Shannon’s index is affected by the selleck chemical species number and their equitability, check details or evenness. A greater number of species and an even distribution of abundances result in an elevated Shannon’s diversity index. The maximum Shannon’s diversity
index for a sample indicates that all species are nearly equally abundant. The Gini-Simpson’s diversity index is measured as the probability that two individuals randomly selected from a sample belong to the same species, with a range from 0 to 1. Value of 0 indicates lack of diversity, i.e., one dominant species or taxon in the community, and 1 suggests that the community contains an infinite number of taxa with all taxa present equally. Before alpha-diversity indices were calculated, multiple rarefactions were performed with our own Perl scripts. All fungal reads from each marker were resampled starting at the depth of 1,000 reads, stepping up to 385,000 reads with increments of 1,000, and ten replicates were done at each sampling depth. For illustrating fungal find more diversities, taxonomic
relationships of all detected fungal genera were converted to the Newick format and uploaded to the web-based tool Interactive Tree Of Life v2.2 (Letunic and Bork 2011), and the taxonomic trees for each barcode and for all barcodes combined were generated.

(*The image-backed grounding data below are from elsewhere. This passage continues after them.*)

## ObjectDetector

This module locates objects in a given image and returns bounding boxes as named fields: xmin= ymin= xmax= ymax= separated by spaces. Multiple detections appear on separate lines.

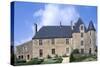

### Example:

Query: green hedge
xmin=26 ymin=58 xmax=44 ymax=65
xmin=16 ymin=60 xmax=26 ymax=63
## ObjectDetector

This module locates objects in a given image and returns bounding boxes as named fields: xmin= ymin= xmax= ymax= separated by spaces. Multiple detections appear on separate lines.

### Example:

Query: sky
xmin=13 ymin=1 xmax=97 ymax=46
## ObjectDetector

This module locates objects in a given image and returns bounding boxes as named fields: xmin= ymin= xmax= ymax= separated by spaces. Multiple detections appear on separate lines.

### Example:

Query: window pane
xmin=81 ymin=26 xmax=83 ymax=30
xmin=39 ymin=40 xmax=42 ymax=45
xmin=81 ymin=33 xmax=83 ymax=37
xmin=81 ymin=41 xmax=83 ymax=45
xmin=81 ymin=49 xmax=84 ymax=54
xmin=90 ymin=39 xmax=91 ymax=44
xmin=18 ymin=56 xmax=20 ymax=59
xmin=66 ymin=39 xmax=69 ymax=44
xmin=66 ymin=48 xmax=69 ymax=53
xmin=21 ymin=55 xmax=23 ymax=59
xmin=51 ymin=39 xmax=55 ymax=44
xmin=52 ymin=49 xmax=55 ymax=54
xmin=39 ymin=49 xmax=43 ymax=57
xmin=27 ymin=55 xmax=30 ymax=60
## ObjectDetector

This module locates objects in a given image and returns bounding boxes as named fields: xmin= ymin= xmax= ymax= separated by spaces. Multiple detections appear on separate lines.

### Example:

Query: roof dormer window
xmin=81 ymin=25 xmax=84 ymax=30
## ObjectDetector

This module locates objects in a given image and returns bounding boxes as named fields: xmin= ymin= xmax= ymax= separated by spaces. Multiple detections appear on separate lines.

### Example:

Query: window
xmin=81 ymin=49 xmax=84 ymax=54
xmin=66 ymin=39 xmax=69 ymax=44
xmin=90 ymin=31 xmax=91 ymax=36
xmin=89 ymin=48 xmax=91 ymax=54
xmin=24 ymin=47 xmax=28 ymax=52
xmin=27 ymin=55 xmax=30 ymax=60
xmin=39 ymin=49 xmax=43 ymax=57
xmin=39 ymin=39 xmax=42 ymax=45
xmin=66 ymin=48 xmax=69 ymax=53
xmin=18 ymin=56 xmax=20 ymax=59
xmin=90 ymin=39 xmax=91 ymax=44
xmin=52 ymin=49 xmax=55 ymax=54
xmin=81 ymin=25 xmax=83 ymax=30
xmin=81 ymin=41 xmax=83 ymax=46
xmin=21 ymin=55 xmax=23 ymax=59
xmin=81 ymin=33 xmax=83 ymax=37
xmin=51 ymin=39 xmax=55 ymax=44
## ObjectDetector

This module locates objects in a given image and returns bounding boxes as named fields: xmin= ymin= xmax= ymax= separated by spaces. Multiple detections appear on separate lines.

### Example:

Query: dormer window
xmin=66 ymin=39 xmax=69 ymax=44
xmin=81 ymin=33 xmax=83 ymax=37
xmin=81 ymin=25 xmax=84 ymax=30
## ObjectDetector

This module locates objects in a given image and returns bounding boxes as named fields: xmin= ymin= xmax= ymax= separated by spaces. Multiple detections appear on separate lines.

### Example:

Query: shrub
xmin=16 ymin=60 xmax=26 ymax=63
xmin=54 ymin=54 xmax=59 ymax=58
xmin=55 ymin=56 xmax=63 ymax=63
xmin=72 ymin=49 xmax=79 ymax=54
xmin=54 ymin=55 xmax=63 ymax=63
xmin=62 ymin=54 xmax=68 ymax=57
xmin=47 ymin=55 xmax=52 ymax=59
xmin=70 ymin=52 xmax=75 ymax=62
xmin=26 ymin=58 xmax=44 ymax=65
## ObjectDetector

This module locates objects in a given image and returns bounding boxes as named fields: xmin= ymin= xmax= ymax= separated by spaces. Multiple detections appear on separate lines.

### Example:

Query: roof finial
xmin=34 ymin=23 xmax=37 ymax=34
xmin=60 ymin=21 xmax=62 ymax=26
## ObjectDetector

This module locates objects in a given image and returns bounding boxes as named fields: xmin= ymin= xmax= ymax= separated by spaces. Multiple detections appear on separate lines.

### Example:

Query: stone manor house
xmin=16 ymin=18 xmax=97 ymax=61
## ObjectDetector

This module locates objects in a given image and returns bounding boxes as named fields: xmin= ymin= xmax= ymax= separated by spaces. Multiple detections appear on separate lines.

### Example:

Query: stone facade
xmin=16 ymin=41 xmax=33 ymax=61
xmin=16 ymin=18 xmax=97 ymax=61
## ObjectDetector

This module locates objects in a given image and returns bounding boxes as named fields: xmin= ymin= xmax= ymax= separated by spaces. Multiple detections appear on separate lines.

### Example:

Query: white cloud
xmin=15 ymin=4 xmax=80 ymax=46
xmin=33 ymin=4 xmax=80 ymax=31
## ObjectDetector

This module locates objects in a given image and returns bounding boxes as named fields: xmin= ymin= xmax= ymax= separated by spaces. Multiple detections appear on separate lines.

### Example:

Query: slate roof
xmin=33 ymin=26 xmax=72 ymax=39
xmin=87 ymin=20 xmax=96 ymax=31
xmin=73 ymin=18 xmax=86 ymax=33
xmin=32 ymin=18 xmax=96 ymax=39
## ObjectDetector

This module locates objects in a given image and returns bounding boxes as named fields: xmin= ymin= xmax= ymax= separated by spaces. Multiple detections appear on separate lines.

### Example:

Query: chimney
xmin=34 ymin=23 xmax=37 ymax=34
xmin=60 ymin=21 xmax=62 ymax=27
xmin=71 ymin=21 xmax=73 ymax=30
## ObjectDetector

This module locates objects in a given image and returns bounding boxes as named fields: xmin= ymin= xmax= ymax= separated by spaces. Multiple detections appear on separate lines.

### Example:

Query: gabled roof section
xmin=76 ymin=18 xmax=84 ymax=25
xmin=32 ymin=26 xmax=72 ymax=39
xmin=73 ymin=18 xmax=86 ymax=33
xmin=87 ymin=20 xmax=96 ymax=31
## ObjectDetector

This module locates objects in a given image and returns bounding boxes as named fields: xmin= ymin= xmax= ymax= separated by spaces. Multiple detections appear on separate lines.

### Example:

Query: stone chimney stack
xmin=60 ymin=21 xmax=62 ymax=26
xmin=34 ymin=23 xmax=37 ymax=34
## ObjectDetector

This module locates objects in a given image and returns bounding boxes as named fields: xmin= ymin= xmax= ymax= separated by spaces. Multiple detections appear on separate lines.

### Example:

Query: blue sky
xmin=13 ymin=1 xmax=97 ymax=46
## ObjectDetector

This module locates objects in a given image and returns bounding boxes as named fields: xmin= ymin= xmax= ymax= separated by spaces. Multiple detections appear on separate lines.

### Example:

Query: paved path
xmin=62 ymin=57 xmax=69 ymax=63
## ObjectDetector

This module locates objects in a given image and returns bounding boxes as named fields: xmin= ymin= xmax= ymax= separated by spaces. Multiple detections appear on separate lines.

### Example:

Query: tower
xmin=87 ymin=20 xmax=96 ymax=54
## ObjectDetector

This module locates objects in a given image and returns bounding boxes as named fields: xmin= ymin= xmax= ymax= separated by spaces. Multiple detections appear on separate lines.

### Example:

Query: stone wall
xmin=16 ymin=40 xmax=33 ymax=61
xmin=32 ymin=38 xmax=71 ymax=59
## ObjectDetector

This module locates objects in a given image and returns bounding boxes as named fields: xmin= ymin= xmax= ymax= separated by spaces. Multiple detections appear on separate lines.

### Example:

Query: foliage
xmin=54 ymin=54 xmax=59 ymax=58
xmin=55 ymin=56 xmax=63 ymax=63
xmin=70 ymin=52 xmax=75 ymax=62
xmin=70 ymin=52 xmax=97 ymax=62
xmin=62 ymin=54 xmax=68 ymax=57
xmin=42 ymin=55 xmax=63 ymax=64
xmin=26 ymin=58 xmax=44 ymax=65
xmin=72 ymin=49 xmax=79 ymax=54
xmin=41 ymin=59 xmax=57 ymax=64
xmin=47 ymin=55 xmax=52 ymax=59
xmin=16 ymin=60 xmax=26 ymax=63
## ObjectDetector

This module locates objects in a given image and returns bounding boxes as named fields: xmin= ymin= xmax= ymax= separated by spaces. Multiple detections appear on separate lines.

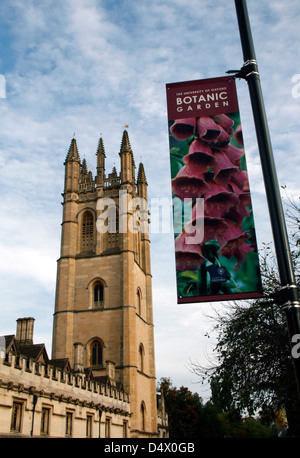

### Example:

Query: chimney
xmin=106 ymin=360 xmax=116 ymax=386
xmin=16 ymin=317 xmax=35 ymax=345
xmin=73 ymin=342 xmax=85 ymax=373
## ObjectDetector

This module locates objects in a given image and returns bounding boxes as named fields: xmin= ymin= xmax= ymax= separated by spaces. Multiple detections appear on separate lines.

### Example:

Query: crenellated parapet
xmin=0 ymin=349 xmax=131 ymax=437
xmin=2 ymin=351 xmax=129 ymax=405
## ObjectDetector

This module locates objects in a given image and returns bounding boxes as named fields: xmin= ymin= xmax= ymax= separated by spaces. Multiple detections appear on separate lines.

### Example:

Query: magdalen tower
xmin=51 ymin=130 xmax=158 ymax=437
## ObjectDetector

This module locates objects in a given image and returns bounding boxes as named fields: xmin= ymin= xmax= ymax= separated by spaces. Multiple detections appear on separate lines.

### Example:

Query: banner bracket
xmin=226 ymin=59 xmax=259 ymax=81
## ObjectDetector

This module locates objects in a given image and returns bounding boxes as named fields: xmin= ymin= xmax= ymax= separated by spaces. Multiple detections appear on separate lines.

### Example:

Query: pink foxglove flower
xmin=212 ymin=113 xmax=234 ymax=130
xmin=170 ymin=113 xmax=256 ymax=274
xmin=213 ymin=149 xmax=239 ymax=185
xmin=212 ymin=125 xmax=232 ymax=146
xmin=234 ymin=124 xmax=243 ymax=146
xmin=189 ymin=204 xmax=230 ymax=246
xmin=218 ymin=220 xmax=253 ymax=270
xmin=171 ymin=163 xmax=210 ymax=200
xmin=203 ymin=183 xmax=239 ymax=219
xmin=170 ymin=118 xmax=196 ymax=140
xmin=196 ymin=116 xmax=221 ymax=141
xmin=175 ymin=230 xmax=206 ymax=271
xmin=186 ymin=138 xmax=213 ymax=158
xmin=184 ymin=139 xmax=218 ymax=176
xmin=220 ymin=239 xmax=253 ymax=271
xmin=231 ymin=170 xmax=250 ymax=192
xmin=221 ymin=144 xmax=244 ymax=165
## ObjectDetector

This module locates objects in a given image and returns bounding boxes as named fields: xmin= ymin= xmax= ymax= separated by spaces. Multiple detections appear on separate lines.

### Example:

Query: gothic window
xmin=11 ymin=401 xmax=23 ymax=432
xmin=86 ymin=415 xmax=93 ymax=438
xmin=138 ymin=343 xmax=144 ymax=372
xmin=41 ymin=407 xmax=50 ymax=435
xmin=105 ymin=417 xmax=111 ymax=438
xmin=90 ymin=340 xmax=103 ymax=366
xmin=123 ymin=420 xmax=128 ymax=438
xmin=65 ymin=410 xmax=73 ymax=437
xmin=137 ymin=288 xmax=142 ymax=315
xmin=81 ymin=211 xmax=94 ymax=251
xmin=106 ymin=205 xmax=119 ymax=248
xmin=94 ymin=282 xmax=104 ymax=307
xmin=140 ymin=402 xmax=146 ymax=431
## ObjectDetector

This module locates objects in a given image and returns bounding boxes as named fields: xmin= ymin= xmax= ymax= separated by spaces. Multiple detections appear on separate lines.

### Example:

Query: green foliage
xmin=187 ymin=194 xmax=300 ymax=435
xmin=157 ymin=377 xmax=275 ymax=438
xmin=218 ymin=413 xmax=276 ymax=438
xmin=195 ymin=293 xmax=300 ymax=435
xmin=157 ymin=377 xmax=223 ymax=438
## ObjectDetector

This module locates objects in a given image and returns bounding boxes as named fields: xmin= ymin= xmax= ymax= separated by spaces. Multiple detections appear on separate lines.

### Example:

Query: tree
xmin=281 ymin=187 xmax=300 ymax=282
xmin=157 ymin=377 xmax=274 ymax=438
xmin=217 ymin=412 xmax=275 ymax=438
xmin=189 ymin=193 xmax=300 ymax=436
xmin=157 ymin=377 xmax=224 ymax=438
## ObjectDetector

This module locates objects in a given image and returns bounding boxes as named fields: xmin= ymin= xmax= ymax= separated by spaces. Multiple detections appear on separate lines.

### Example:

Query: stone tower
xmin=51 ymin=130 xmax=158 ymax=437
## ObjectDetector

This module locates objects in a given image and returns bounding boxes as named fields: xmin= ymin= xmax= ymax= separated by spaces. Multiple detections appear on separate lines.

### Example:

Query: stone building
xmin=0 ymin=131 xmax=168 ymax=438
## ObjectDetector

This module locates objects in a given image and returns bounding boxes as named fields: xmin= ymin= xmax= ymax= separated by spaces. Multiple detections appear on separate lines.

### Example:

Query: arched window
xmin=137 ymin=288 xmax=142 ymax=315
xmin=138 ymin=343 xmax=144 ymax=372
xmin=140 ymin=402 xmax=146 ymax=431
xmin=106 ymin=205 xmax=119 ymax=249
xmin=90 ymin=340 xmax=103 ymax=366
xmin=94 ymin=282 xmax=104 ymax=307
xmin=82 ymin=211 xmax=94 ymax=251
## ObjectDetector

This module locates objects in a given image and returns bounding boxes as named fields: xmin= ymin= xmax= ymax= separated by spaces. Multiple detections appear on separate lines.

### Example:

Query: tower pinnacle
xmin=120 ymin=129 xmax=132 ymax=154
xmin=137 ymin=162 xmax=147 ymax=184
xmin=96 ymin=137 xmax=106 ymax=158
xmin=119 ymin=130 xmax=135 ymax=185
xmin=96 ymin=136 xmax=106 ymax=187
xmin=65 ymin=138 xmax=80 ymax=164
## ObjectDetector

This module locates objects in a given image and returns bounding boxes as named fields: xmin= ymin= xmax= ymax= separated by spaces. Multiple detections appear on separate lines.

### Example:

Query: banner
xmin=166 ymin=76 xmax=263 ymax=303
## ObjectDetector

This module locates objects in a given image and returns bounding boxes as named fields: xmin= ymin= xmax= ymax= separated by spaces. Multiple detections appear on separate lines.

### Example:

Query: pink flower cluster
xmin=171 ymin=114 xmax=254 ymax=273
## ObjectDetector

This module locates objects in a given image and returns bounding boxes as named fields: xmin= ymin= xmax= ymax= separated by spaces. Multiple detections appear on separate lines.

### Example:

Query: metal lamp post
xmin=233 ymin=0 xmax=300 ymax=396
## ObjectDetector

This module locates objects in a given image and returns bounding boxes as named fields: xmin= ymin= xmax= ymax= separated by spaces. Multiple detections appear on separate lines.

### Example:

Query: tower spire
xmin=119 ymin=129 xmax=135 ymax=186
xmin=96 ymin=136 xmax=106 ymax=187
xmin=81 ymin=158 xmax=88 ymax=175
xmin=64 ymin=137 xmax=80 ymax=192
xmin=120 ymin=129 xmax=132 ymax=154
xmin=65 ymin=137 xmax=80 ymax=164
xmin=137 ymin=162 xmax=147 ymax=184
xmin=137 ymin=162 xmax=148 ymax=200
xmin=96 ymin=136 xmax=106 ymax=158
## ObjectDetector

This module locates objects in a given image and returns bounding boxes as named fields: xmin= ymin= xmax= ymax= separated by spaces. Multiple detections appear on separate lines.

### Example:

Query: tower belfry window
xmin=94 ymin=282 xmax=104 ymax=307
xmin=82 ymin=211 xmax=94 ymax=251
xmin=137 ymin=288 xmax=142 ymax=315
xmin=141 ymin=402 xmax=146 ymax=431
xmin=91 ymin=340 xmax=103 ymax=366
xmin=139 ymin=343 xmax=144 ymax=372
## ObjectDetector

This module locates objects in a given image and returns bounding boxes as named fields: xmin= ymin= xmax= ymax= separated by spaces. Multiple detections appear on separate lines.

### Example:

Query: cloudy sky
xmin=1 ymin=0 xmax=300 ymax=400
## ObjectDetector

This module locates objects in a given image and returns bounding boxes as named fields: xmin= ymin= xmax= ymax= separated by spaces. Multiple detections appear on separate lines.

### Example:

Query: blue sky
xmin=1 ymin=0 xmax=300 ymax=399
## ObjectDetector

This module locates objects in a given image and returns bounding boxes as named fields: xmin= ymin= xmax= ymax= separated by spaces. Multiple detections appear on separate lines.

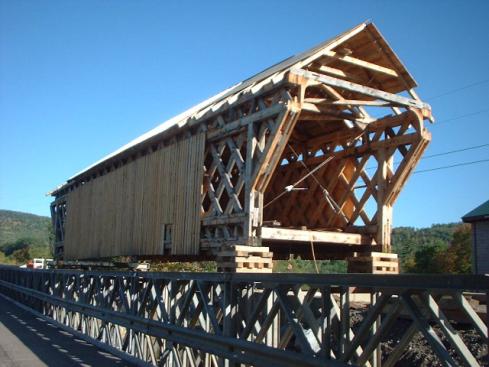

Estimation of the taxon abundance based on copy numbers of PCR-amplified DNA reads for a mixture of homologous genes in a multi-template PCR can be biased due to the differences in the primer binding energy to the target (Kanagawa 2003). Consequently, the taxon diversity and proportion of any given operational taxonomic
unit (OTU) in the fungal community are expected to differ when using different sets of DNA barcodes. In this study, the percentage of reads for a taxon was calculated by dividing the total reads of fungi generated by individual barcodes (Table S3). Because of the bias in mafosfamide the taxonomic assignations of mtATP6, that was restricted to the class Agaricomycetes except for six reads, we excluded mtATP6 from estimating species abundance with multiple barcodes. The percentage of reads for each of the genera generated from five barcodes (ITS1/2, ITS3/4, nrLSU-LR, nrLSU-U and mtLSU) was then transformed to a rank score based on the abundance of each genus in the community using the formula 20 − 19 (rank − 1)/(N − 1). The ranks (1, 2, 3…to N) represent the order of abundance (percentage of reads) for all taxa; thus, a taxon with rank 1 is most abundant and receives the highest rank score (20). When several taxa have the same abundance, the highest rank of these taxa was used as representative. The highest rank score was set to 20 for a given taxon having the highest number of reads (rank = 1), and the lowest rank score was set to 1 for a given taxon having lowest number of reads (rank = N).